Re: pgsql_fdw, FDW for PostgreSQL server - Mailing list pgsql-hackers

From Albe Laurenz
Subject Re: pgsql_fdw, FDW for PostgreSQL server
Date
Msg-id D960CB61B694CF459DCFB4B0128514C207B2CBB7@exadv11.host.magwien.gv.at
Whole thread Raw
In response to Re: pgsql_fdw, FDW for PostgreSQL server  (Shigeru HANADA <shigeru.hanada@gmail.com>)
Responses Re: pgsql_fdw, FDW for PostgreSQL server  (Tom Lane <tgl@sss.pgh.pa.us>)
List pgsql-hackers
Shigeru HANADA wrote:
>> During a foreign scan, type input functions are used to convert
>> the text representation of values.  If a foreign table is
misconfigured,
>> you can get error messages from these functions, like:
>>
>> ERROR:  invalid input syntax for type double precision: "etwas"
>> or
>> ERROR:  value too long for type character varying(3)
>>
>> It might me nice for finding problems if the message were
>> something like:
>>
>> ERROR:  cannot convert data in foreign scan of "tablename", column
"col"
>> in row 42
>> DETAIL:  ERROR:  value too long for type character varying(3)
>
> Agreed.  How about showing context information with errcontext() in
> addition to main error message?  Of course, identifiers are quoted if
> necessary.  This way doesn't need additional PG_TRY block, so overhead
> would be relatively cheap.
>
> postgres=# SELECT * FROM ft1 WHERE c1 = 1;  -- ERROR
> ERROR:  invalid input syntax for integer: "1970-01-02 17:00:00+09"
> CONTEXT:  column c4 of foreign table ft1
>
> Showing index of the row seems overkill, because most cause of this
kind
> of error is wrong configuration, as you say, and users would be able
to
> address the issue without knowing which record caused the error.
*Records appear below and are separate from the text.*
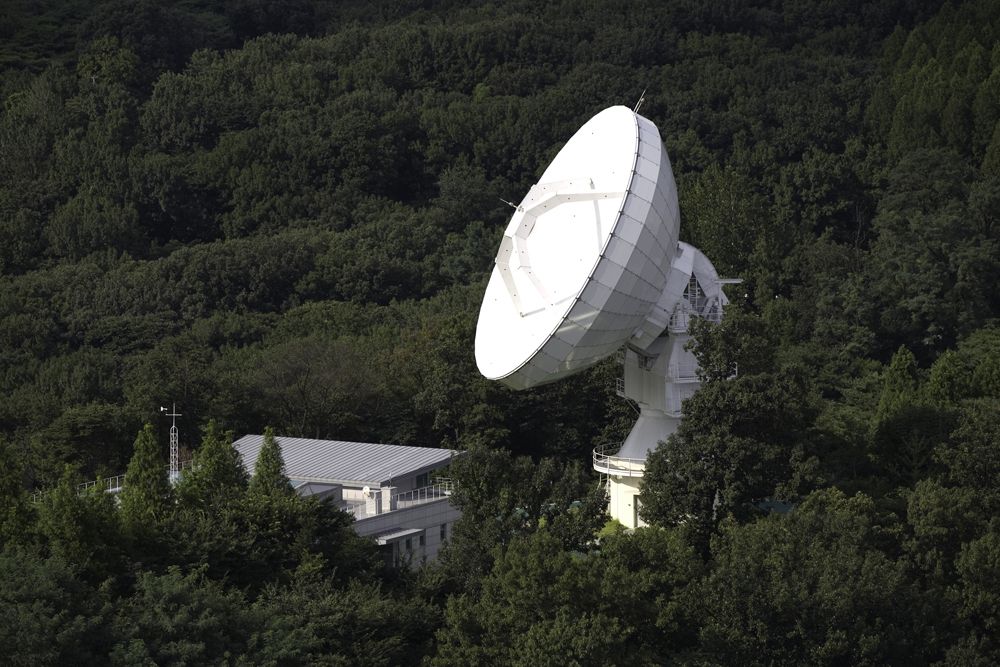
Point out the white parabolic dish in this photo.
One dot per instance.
(584, 258)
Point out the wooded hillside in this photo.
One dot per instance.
(284, 214)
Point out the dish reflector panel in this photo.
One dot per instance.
(585, 256)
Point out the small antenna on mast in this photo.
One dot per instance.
(175, 463)
(642, 98)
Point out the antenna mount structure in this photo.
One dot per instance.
(175, 463)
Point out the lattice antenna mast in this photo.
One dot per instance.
(175, 463)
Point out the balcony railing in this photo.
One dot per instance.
(441, 488)
(108, 484)
(607, 461)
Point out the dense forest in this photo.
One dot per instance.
(284, 214)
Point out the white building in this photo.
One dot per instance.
(388, 488)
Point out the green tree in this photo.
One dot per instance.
(310, 620)
(51, 617)
(16, 514)
(741, 442)
(146, 499)
(269, 470)
(81, 527)
(176, 618)
(815, 586)
(217, 472)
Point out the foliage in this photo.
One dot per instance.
(741, 442)
(269, 470)
(284, 213)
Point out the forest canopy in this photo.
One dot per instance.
(283, 214)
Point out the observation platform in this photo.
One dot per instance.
(607, 461)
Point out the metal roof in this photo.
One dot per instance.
(347, 463)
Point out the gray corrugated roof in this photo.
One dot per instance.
(348, 463)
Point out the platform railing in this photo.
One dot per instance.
(607, 461)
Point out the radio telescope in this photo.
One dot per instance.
(589, 265)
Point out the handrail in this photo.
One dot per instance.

Agreed.  I think that is a better approach than what I suggested.

>> As stated previously, I don't think that using local stats on
>> foreign tables is a win.  The other patches work fine for me, and
>> I'd be happy if that could go into 9.2.
>
> I have opposite opinion on this issue because we need to do some of
> filtering on local side.  We can leave cost/rows estimation to remote
> side about WHERE expressions which are pushed down, but we need
> selectivity of extra filtering done on local side.  For such purpose,
> having local stats of foreign data seems reasonable and useful.
>
> Of course, it has downside that we need to execute explicit ANALYZE
for
> foreign tables which would cause full sequential scan on remote
tables,
> in addition to ANALYZE for remote tables done on remote side as usual
> maintenance work.

This approach is much better and does not suffer from the
limitations the original analyze patch had.

I think that the price of a remote table scan is something
we should be willing to pay for good local statistics.
And there is always the option not to analyze the foreign
table if you are not willing to pay that price.

Maybe the FDW API could be extended so that foreign data wrappers
can provide a random sample to avoid a full table scan.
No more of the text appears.